Una pizzeria ogni 267 residenti: va all’Abruzzo il primato nazionale, tra le regioni, nel rapporto pizzerie/residenti, lo dice una recentissima indagine, del Centro studi nazionale della CNA e da CNA Agroalimentare.
I dati sono stati diffusi in occasione della giornata mondiale della pizza. In questa speciale graduatoria, come illustra il rapporto diffuso dall’Ufficio stampa nazionale della confederazione artigiana, la nostra regione «precede Sardegna (un’attività ogni 273 abitanti), Calabria (285), Molise (307)» e perfino la patria d’origine della pizza, la Campania (335).
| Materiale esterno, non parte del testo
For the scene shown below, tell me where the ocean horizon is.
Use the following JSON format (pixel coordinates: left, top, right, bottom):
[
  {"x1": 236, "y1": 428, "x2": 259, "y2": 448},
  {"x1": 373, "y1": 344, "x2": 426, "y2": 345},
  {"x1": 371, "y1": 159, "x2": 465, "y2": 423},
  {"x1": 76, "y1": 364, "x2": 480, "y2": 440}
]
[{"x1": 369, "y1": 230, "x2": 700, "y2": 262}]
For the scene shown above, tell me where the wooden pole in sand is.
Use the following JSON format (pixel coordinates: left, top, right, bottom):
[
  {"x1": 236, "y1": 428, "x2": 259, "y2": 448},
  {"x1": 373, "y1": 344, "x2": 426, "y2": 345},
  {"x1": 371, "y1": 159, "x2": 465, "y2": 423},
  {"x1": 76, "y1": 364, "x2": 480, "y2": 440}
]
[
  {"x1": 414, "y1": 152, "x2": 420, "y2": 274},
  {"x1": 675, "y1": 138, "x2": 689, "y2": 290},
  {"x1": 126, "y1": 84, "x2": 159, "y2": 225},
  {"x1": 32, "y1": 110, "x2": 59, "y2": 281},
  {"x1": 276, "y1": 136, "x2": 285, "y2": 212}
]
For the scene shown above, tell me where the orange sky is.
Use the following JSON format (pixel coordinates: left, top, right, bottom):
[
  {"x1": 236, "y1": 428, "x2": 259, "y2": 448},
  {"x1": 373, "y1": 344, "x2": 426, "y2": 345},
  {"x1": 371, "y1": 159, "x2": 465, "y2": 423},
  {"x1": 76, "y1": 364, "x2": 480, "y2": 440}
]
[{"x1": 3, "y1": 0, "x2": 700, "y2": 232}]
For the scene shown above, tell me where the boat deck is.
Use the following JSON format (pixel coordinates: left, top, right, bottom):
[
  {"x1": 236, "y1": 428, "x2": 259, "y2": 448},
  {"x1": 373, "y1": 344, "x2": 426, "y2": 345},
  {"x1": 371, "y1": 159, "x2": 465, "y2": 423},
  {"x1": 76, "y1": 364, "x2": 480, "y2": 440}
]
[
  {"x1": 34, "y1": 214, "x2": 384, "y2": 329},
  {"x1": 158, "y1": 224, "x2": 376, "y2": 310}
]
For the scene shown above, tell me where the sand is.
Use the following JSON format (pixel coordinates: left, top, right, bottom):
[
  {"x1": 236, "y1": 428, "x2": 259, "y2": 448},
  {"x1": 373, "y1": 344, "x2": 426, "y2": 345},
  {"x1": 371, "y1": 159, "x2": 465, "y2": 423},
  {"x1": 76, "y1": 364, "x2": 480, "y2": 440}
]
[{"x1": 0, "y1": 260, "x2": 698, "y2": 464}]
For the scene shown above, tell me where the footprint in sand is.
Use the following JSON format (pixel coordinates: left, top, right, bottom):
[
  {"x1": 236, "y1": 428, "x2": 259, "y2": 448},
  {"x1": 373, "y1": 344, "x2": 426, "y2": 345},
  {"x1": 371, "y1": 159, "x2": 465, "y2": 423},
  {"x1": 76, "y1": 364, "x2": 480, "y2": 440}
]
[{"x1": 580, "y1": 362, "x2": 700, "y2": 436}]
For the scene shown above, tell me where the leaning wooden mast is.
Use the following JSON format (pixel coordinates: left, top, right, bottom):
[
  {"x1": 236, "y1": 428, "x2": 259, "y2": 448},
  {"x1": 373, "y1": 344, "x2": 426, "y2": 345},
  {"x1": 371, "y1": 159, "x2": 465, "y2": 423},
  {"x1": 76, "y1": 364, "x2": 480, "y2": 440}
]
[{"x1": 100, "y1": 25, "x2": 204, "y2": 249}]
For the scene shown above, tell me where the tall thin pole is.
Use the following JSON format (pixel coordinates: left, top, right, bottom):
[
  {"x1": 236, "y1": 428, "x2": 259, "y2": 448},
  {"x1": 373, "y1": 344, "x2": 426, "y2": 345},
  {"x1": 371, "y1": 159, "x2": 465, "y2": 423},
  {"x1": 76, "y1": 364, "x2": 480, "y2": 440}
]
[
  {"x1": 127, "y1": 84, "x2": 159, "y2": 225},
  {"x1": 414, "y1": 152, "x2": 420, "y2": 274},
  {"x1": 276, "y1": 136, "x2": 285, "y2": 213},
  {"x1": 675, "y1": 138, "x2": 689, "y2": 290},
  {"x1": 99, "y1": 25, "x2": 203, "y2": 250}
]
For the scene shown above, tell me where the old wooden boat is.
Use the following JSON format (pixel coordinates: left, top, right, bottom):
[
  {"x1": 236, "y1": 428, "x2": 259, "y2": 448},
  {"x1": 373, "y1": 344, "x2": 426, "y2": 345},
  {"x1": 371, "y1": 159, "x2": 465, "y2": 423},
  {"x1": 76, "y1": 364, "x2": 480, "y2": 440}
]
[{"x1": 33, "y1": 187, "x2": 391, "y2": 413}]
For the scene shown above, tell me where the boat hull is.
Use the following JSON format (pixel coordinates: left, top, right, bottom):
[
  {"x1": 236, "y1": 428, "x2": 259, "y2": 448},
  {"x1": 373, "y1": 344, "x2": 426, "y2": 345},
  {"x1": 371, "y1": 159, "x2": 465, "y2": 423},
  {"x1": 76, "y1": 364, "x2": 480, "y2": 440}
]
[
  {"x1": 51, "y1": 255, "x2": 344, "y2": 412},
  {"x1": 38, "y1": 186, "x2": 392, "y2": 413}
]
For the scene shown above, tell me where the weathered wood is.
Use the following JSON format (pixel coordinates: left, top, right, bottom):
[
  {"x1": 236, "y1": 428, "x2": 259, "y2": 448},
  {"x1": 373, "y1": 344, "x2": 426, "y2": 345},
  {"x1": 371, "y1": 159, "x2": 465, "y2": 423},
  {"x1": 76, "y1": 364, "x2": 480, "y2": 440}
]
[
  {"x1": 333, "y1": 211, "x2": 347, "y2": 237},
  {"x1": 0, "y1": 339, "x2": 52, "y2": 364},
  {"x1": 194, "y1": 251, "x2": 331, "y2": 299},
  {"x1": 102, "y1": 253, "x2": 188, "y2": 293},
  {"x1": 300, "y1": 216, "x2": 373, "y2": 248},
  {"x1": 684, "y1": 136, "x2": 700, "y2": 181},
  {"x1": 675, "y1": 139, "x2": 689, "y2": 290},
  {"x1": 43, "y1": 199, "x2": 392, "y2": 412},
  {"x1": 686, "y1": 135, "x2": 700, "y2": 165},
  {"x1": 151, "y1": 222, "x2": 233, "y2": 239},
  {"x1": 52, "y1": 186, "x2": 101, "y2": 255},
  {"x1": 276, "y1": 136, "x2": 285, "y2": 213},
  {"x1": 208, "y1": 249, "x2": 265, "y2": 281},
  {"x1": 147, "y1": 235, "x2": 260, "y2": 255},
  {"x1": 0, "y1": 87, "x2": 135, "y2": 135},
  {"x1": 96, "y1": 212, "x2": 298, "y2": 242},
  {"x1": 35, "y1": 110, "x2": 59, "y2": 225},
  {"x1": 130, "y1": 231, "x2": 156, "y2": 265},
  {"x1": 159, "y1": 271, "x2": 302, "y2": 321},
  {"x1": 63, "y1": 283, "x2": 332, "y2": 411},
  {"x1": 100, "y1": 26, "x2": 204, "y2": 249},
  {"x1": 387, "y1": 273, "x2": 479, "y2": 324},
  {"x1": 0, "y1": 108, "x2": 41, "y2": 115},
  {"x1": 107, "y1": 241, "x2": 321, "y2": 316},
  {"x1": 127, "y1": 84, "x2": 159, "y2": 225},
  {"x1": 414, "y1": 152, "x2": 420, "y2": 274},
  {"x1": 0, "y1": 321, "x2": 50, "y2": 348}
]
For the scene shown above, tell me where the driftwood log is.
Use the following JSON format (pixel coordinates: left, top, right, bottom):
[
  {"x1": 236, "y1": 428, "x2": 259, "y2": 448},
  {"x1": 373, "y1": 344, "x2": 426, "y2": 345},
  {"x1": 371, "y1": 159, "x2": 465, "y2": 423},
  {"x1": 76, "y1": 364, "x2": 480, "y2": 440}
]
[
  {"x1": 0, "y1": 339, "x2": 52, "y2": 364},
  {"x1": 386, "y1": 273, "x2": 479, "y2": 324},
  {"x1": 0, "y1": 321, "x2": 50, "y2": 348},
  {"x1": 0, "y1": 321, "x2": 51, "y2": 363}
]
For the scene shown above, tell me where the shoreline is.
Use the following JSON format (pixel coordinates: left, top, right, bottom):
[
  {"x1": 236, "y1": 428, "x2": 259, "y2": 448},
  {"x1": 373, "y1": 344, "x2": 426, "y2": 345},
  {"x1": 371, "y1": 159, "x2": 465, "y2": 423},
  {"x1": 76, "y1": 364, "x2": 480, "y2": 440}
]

Dal punto di vista imprenditoriale, la passione degli italiani per la pizza, e quindi anche degli abruzzesi, si traduce anche in grandi numeri: le imprese coinvolte sono 130mila, con oltre 100mila addetti a tempo pieno che salgono fino a quota 200mila nei fine settimana; il fatturato si attesta attorno ai 15 miliardi, con un movimento economico di 30; e le pizze sfornate sono 8 milioni al giorno per quasi 3 miliardi l’anno.
Insomma, dice lo studio: “Per la pizza non c’è crisi che tenga, la crescita è costante. Tra il 2015 e quest’anno le imprese con attività di pizzeria sono cresciute da 125.300 a 127mila. Tra queste, 76.357 sono veri e propri esercizi di ristorazione, circa 40 mila sono ristoranti-pizzerie e quasi 36.300 bar-pizzerie. Dal punto di vista della suddivisione territoriale, in testa c’è la Campania con il 16% delle attività. Seguono, nell’ordine, Sicilia (13%), Lazio (12%), Lombardia e Puglia (10%)”.
Detto dei numeri generati dal “pianeta pizza”, non resta che gettare uno sguardo… alla teglia, ovvero ai gusti degli italiani in fatto di pizza. Lo studio della CNA ci racconta di una passione distribuita equamente tra i formati più disparati (rotonda, quadrata, a tranci, sottile, spessa, croccante o soffice), ma anche di una preferenza prevalente – quanto al tipo di cottura – per il forno a legna, con una scelta nel menu che privilegia, in rigoroso ordine di apparizione, marinara, margherita, napoletana o capricciosa.
Dalla tavola alla tasca del consumatore, infine. Facendo due conti, “la fascia di prezzo non supera in un caso su due i 7 euro, ma c’è una fascia di mercato (4%) oltre la soglia dei dieci euro per impasti speciali e ingredienti ricercati, come lardo di colonnata, tartufo o altro”.